Billy Summers is the best novel that Stephen King has written in decades. That sounds like high praise, but please know that I’ve loathed all of Stephen King’s novels since, maybe, The Green Mile? (I haven’t read all of them, but boy was Under the Dome terrible.) It’s the story of a hit man who pretends to be a writer as a cover for his latest assassination, but he slowly falls in love with writing and so he gradually learns how to be human again. The book reads more like Elmore Leonard than Stephen King in parts, which I mean as a huge compliment. Readers should be warned that there are plenty of King-isms here: His trademark fatphobia is on full display, and he addresses the trauma of sexual assault with all the stunted empathy and understanding that a well-meaning Boomer man can muster. But I had a really good time with this book, and was shocked by how present King felt throughout, with none of the sloppiness that clogged up most of his recent books.

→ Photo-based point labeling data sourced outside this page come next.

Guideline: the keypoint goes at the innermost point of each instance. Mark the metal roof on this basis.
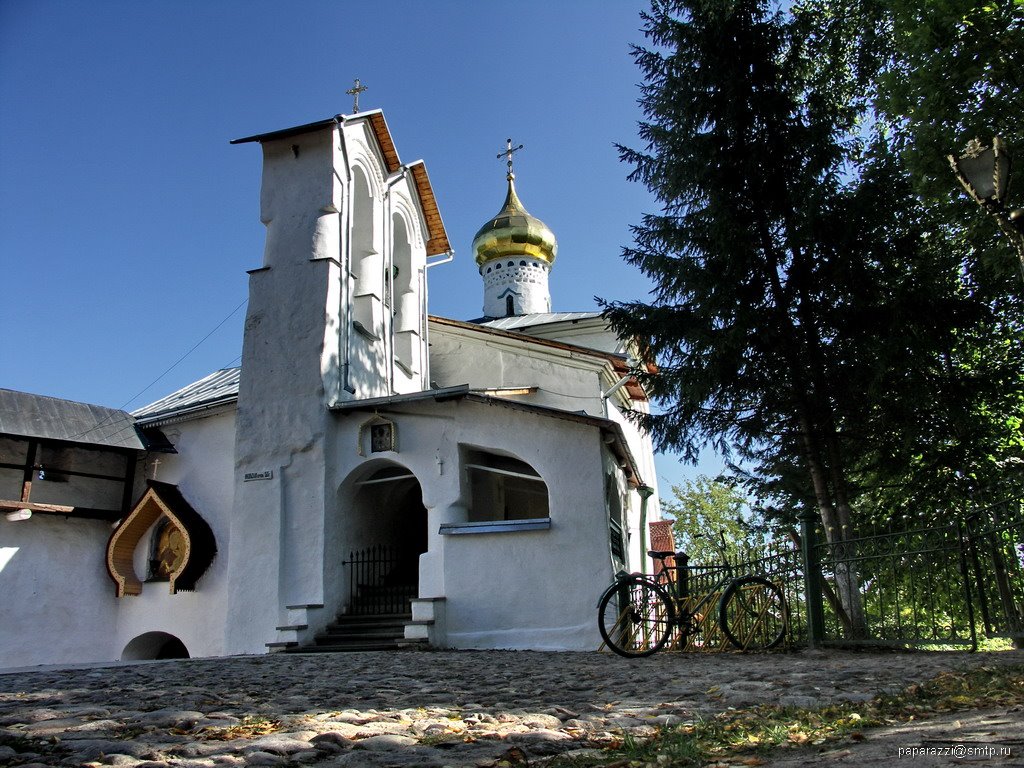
(517, 322)
(219, 388)
(28, 415)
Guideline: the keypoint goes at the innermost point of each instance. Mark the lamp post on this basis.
(984, 172)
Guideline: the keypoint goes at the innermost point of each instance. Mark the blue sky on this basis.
(127, 221)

Robert J. Sawyer is a Canadian sci-fi writer who writes about Big Ideas but doesn’t take them too seriously. I loved his book Calculating God, which is about aliens who show up on Earth one day demanding to talk to a paleontologist. Together, the aliens and our protagonist try to unwind a mystery that might uncover the true meaning of life. If you like old-school sci-fi that doesn’t get too wrapped up in making the high concept feel realistic, this might be for you—though you should be warned that the ending is super-rushed.

I read Agatha Christie’s And Then There Were None for the first time, and it was a lot of fun—but my favorite part of the book was Christie’s introduction, which can be succinctly paraphrased as “This book was really hard to write, you guys, and I did a really great job with it.” Here it is:

You do you, Agatha!

That’s all for this month

Like many of you, I’ve been watching a lot of TV. And TV is really good these days! I’ve enjoyed Nine Perfect Strangers and Ted Lasso and The White Lotusand all the same shows that everyone’s talking about. (Except I just can’t get into Succession, and I’ve tried a couple times; I’m unable to find the appeal of watching a bunch of terrible rich people behaving terribly.)

But I was blown away recently by the FX comedy Reservation Dogs. It’s a half-hour comedy that’s actually funny, and it stars a cast of young Indigenous actors who have charisma to spare. (Seriously—any one of the four main leads could headline their own Marvel movie tomorrow if they had to.) It’s well-written, well-acted, and addictive as hell, with each episode advancing the story in important ways and no filler episodes to speak of. Each episode is stuffed with satire and a little bit of magic and gallons of heart.

It’s also noteworthy that ReservationDogs is a show about people who are poor, who in fact have to worry about money all the time. All the shows I mentioned above, and I think the majority of shows on network television, are about people who never have to worry about how they’re going to pay rent, or where the next meal is coming from, or how they’re going to materially improve their lives. TV has always over-represented rich people, but it seems like poor people have all but vanished from TV over the course of my lifetime. it’s great to watch a show that takes place in the real world, where everything isn’t sterile and extravagantly bland for a change.

The first season of Reservation Dogs is 10 episodes long and it’s all on Hulu now. I hope it runs for another six seasons, and that’s why I’m asking you to watch it, too.